Here's your cyber *hug* anyways.

Thanks for the hug :)

Auto-trading because basically it plays to my strengths. Generally hate being this arrogant, but essentially I'm an excellent programmer, excelling in a variety of areas well suited to stock trading (distributed systems are my speciality). On the other hand, I'm also a nervous twitchy wreck, which makes me rather unsuited to trading by hand. Also... essentially, if I can see something to trade, I can quantify it and code it, my problem is in finding a reliable trading system.

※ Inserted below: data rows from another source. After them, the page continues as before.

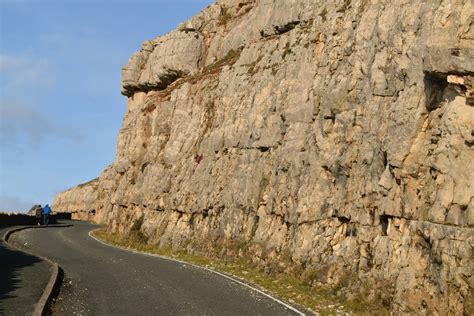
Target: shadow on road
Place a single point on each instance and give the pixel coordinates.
(12, 261)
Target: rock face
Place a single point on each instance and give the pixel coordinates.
(79, 201)
(328, 135)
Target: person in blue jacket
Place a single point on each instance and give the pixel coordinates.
(46, 213)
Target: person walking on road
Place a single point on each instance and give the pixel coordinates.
(46, 213)
(38, 214)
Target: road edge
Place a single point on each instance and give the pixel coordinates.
(231, 278)
(40, 306)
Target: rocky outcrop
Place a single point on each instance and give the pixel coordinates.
(79, 201)
(335, 136)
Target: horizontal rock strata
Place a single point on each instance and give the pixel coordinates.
(335, 136)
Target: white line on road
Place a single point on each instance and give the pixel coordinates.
(200, 267)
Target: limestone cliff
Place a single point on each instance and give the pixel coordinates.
(329, 135)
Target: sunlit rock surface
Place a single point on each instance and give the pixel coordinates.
(335, 136)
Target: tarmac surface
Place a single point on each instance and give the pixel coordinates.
(23, 278)
(103, 280)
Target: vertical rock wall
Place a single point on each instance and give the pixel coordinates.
(335, 136)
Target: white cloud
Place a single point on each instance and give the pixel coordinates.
(14, 204)
(24, 74)
(23, 125)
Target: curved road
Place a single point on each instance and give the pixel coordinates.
(103, 280)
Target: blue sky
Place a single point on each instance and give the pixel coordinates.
(60, 102)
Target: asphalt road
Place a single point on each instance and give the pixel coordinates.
(23, 278)
(103, 280)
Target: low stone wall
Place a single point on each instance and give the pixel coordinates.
(11, 219)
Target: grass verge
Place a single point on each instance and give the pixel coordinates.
(295, 289)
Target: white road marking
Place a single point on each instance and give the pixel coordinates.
(200, 267)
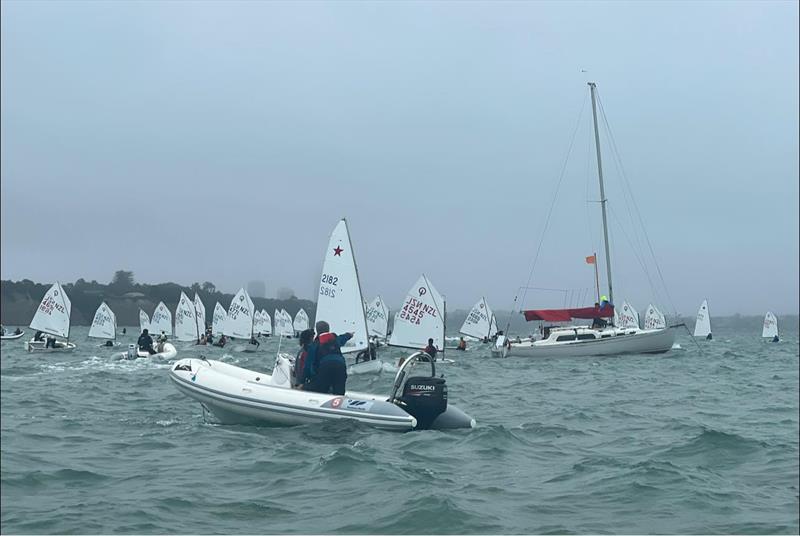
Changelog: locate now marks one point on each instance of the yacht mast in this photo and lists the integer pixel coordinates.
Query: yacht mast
(603, 199)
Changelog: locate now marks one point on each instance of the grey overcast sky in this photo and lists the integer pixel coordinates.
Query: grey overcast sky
(194, 141)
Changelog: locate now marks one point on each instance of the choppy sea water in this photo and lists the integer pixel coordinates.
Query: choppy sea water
(696, 440)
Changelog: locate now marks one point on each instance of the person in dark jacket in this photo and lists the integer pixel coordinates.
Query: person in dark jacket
(325, 370)
(430, 349)
(306, 338)
(146, 342)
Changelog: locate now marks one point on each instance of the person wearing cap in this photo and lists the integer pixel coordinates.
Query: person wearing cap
(305, 340)
(325, 370)
(431, 350)
(146, 342)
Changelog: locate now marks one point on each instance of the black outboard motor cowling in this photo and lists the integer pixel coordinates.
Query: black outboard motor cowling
(425, 398)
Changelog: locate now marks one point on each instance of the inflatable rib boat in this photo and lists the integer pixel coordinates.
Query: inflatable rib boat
(239, 396)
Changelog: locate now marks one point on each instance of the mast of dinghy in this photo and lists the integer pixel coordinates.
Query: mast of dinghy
(593, 89)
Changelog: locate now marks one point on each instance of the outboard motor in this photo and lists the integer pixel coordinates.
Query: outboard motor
(423, 397)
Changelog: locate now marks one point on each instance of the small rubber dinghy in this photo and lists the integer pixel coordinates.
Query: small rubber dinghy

My attempts to trade this system by hand... well, lets just say the computer is considerably ahead, shall we?
 
Sorry to hear - i'd been following your thread on it. I guess you'll just have to put it on hold as not many automated trading systems are going to be able to deal with this volatility. Just put it on hold and wait for the market to stabilise and get some predictability to it. In the mean time, why not trade "properly" :p

Well, I'll keep it paper-trading at least, might as well collect the data for analysis. Proper trading... because the computer's going to do as good a job as I can, essentially. Well. Improving on bid/ask is proving tricky, and is exceptionally hard to backtest, but mostly...

Good to know I'm being interesting, though :)
 
Haha, well you could overcome the nervous bits, then it becomes a rush to do it correctly.

I've never programmed a system, but I hear they can be over "optimized" to previous data.
Good luck! market was choppyyyyy today.
 
Haha, well you could overcome the nervous bits, then it becomes a rush to do it correctly.

I've never programmed a system, but I hear they can be over "optimized" to previous data.
Good luck! market was choppyyyyy today.

Testing for over-optimisation is what this week has been all about. That said, the live version isn't behaving all that much like the same strategy backtested over the same period, which is more than a little weird. That goes on my things to resolve list.

Funny thing is, it turns out I was calculating profit insanely on Wednesday, using pips instead of percent. Given it was across a basket of currency pairs with percent based stop-losses, this meant the problems with GBP/USD were trashing the system. Fixing that meant it was more or less breaking even on Wednesday. Current live version still loses over the week, overall, but an improved version with stake management manages to make a small profit (1% before margin).

Obviously, the stake management may be optimised to this week, though, so that needs testing too. Could be here a while!